Personal information
- Full name: Dzmitry Uladzimiravich Koptur
- National team: Belarus
- Born: 6 September 1978 (age 47) Minsk, Belarusian SSR, Soviet Union
- Height: 1.96 m (6 ft 5 in)
- Weight: 82 kg (181 lb)

Sport
- Sport: Swimming
- Strokes: Freestyle
- Club: SK VS Minsk
- Coach: Henadziy Vishniakou

= Dmitry Koptur =

Belarusian swimmer (born 1978)

Dzmitry Uladzimiravich Koptur (also Dmitry Koptur, Дзмітрый Уладзіміравіч Коптур; born September 6, 1978) is a Belarusian former swimmer, who specialized in long-distance freestyle events. He is a 2000 Olympian and a three-time Belarusian record holder in the 400, 800, and 1500 m freestyle.

Koptur competed in three swimming events at the 2000 Summer Olympics in Sydney. He cleared a FINA A-standard entry time of 15:27.86 (400 m freestyle) from the European Championships in Helsinki, Finland. On the first day of the Games, Koptur placed twenty-second in the 400 m freestyle.

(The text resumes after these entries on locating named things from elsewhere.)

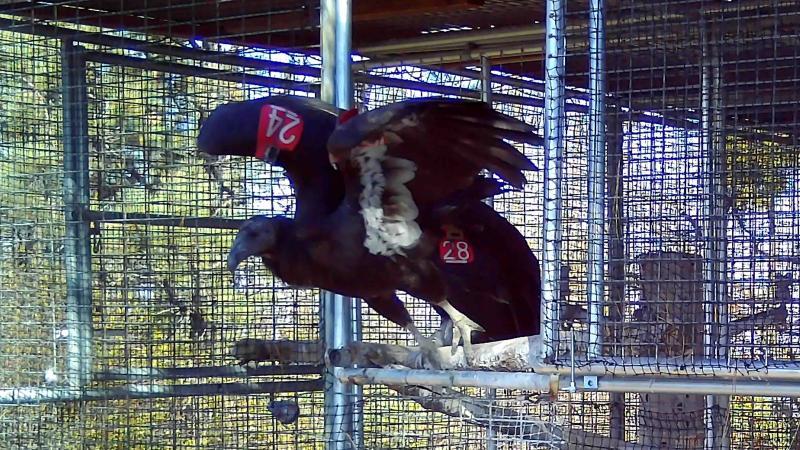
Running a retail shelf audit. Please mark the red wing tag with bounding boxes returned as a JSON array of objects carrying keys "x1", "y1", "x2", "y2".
[
  {"x1": 439, "y1": 226, "x2": 475, "y2": 264},
  {"x1": 256, "y1": 105, "x2": 303, "y2": 159}
]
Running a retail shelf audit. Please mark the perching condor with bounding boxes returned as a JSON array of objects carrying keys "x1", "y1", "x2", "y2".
[{"x1": 198, "y1": 96, "x2": 541, "y2": 366}]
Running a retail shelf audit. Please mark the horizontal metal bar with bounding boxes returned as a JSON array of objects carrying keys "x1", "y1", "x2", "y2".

Swimming in heat four, he rounded out the field to last place by almost ten seconds behind winner Massimiliano Rosolino of Italy in 3:55.26. Four days later, Koptur teamed up with Pavel Lagoun, Igor Koleda, and Valeryan Khuroshvili in the 4 × 200 m freestyle relay. Swimming the third leg, Koptur recorded a split of 1:51.14, but the Belarusians fell short to sixth place and twelfth overall in a final time of 7:24.83. In his final event, 1500 m freestyle, Koptur challenged seven other swimmers in heat three, including top favorites Ricardo Monasterio of Venezuela and Spyridon Gianniotis of Greece. He held off Gianniotis by seven hundredths of a second (0.07) to earn a second spot in a time of 15:29.62. Koptur failed to reach the top 8 final, as he placed twentieth overall on the last day of prelims.